The Robert A. Collins Service Award is presented, when merited, to an officer, board member, or division head for outstanding service to the organization.

==== Stephen R. Donaldson Award ====

The Stephen R. Donaldson Award recognizes exceptional support and service to the organization from individuals who have not served as officers, board members, or division heads. It has been presented six times since its creation in 1997.

==== The Imagining Indigenous Futurisms Award ====

Beginning in 2020, The Imagining Indigenous Futurisms Award has been presented at the ICFA Awards Banquet. This award recognizes emerging authors in the Indigenous Futurisms movement who use science fiction to address issues of indigenous sovereignty and self-determination. Previous winners of the award include Julia A. Thompson (2020).

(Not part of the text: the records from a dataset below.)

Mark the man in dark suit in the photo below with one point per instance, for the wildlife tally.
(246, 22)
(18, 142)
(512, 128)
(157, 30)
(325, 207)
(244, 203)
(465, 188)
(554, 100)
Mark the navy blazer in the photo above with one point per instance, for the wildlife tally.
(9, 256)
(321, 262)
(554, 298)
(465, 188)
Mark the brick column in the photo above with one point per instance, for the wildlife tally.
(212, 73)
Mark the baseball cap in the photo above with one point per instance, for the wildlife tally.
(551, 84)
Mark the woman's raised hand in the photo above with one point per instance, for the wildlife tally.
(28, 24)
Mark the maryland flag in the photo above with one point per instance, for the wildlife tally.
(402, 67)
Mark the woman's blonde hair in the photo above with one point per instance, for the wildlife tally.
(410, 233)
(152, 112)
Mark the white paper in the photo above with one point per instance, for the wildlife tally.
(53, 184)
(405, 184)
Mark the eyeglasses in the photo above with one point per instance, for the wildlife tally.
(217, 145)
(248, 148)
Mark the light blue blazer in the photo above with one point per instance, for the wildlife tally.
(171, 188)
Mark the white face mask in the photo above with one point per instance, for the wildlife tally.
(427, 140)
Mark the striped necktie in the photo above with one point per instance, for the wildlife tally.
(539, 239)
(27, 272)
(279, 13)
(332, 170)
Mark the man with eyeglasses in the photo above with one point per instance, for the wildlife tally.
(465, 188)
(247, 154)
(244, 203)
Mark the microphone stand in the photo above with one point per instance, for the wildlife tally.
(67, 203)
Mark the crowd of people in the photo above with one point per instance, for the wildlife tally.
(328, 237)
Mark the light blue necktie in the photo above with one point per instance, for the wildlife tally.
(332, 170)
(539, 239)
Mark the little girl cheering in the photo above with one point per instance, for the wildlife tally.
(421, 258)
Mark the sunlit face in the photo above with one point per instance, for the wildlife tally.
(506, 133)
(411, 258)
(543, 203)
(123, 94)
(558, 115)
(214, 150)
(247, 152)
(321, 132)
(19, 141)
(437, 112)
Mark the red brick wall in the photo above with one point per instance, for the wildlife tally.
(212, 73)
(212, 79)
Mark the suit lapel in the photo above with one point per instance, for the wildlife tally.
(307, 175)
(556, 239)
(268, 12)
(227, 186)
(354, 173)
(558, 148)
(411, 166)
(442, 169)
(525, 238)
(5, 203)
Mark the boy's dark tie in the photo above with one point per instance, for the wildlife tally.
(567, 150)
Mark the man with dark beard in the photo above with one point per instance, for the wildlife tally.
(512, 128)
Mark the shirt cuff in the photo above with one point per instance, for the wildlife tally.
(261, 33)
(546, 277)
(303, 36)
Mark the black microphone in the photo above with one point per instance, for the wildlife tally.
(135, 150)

== Journal of the Fantastic in the Arts ==

The Journal of the Fantastic in the Arts (JFA), published regularly since 1990, is one of the four major academic journals that publish critical works concerning science fiction and the fantastic. The journal is interdisciplinary, publishing work on the fantastic in literature, art, drama, film, culture, and popular media. The JFA is run by the Editorial Collective of Jude Wright, Managing Editor-in-Chief; Novella Brooks de Vita, Acquisitions and Reviews Editor-in-Chief; Cat Ashton, Production Editor-in-Chief; and Tedd Hawks, Submissions Editor-in-Chief. It is published three times a year through Favian Press.

== Student Caucus ==

The Student Caucus of the IAFA (SCIAFA) is open to both graduate and undergraduate student members. The caucus sponsors a mentor program, a panel, and graduate student writing workshops at the conference. Panels are pragmatic in orientation and have included such topics as: "How to Publish a Paper", "Applying for Graduate Schools", and "Getting a Job". The SCIAFA president is an ex-officio member of the executive board.

== Lord Ruthven Assembly ==

The Lord Ruthven Assembly is a group of academic scholars specializing in vampire literature.

== BIPOC Caucus ==

The BIPOC Caucus is open to members who are classified as "black, indigenous, or people of color". The caucus sponsors safe spaces during the annual conference. The BIPOC president is an ex officio voting member of the executive board.

== Governance ==

The association is governed by an executive board that includes nine officers: President, First Vice-president, Second Vice-president, Treasurer, Public Information Officer, Conference Coordinator, Immediate Past President (ex-officio), Registration and Membership Coordinator, and Student Caucus Representative. Other officials are appointed by the President with the advice and consent of the other elected officers. These include the Chief Technology Officer, On-site Technology Officer, JFA Editor, Crawford Award Director, Program Book Editor, Director of the Dell Award, and the Book Room Liaison. The academic affairs of the annual conference are supervised by the vice-presidents of the IAFA and the division heads, which are appointed by the board.

The IAFA is registered in Florida, USA, as a 501(c)(3) corporation—a "public charity" for literary and educational purposes.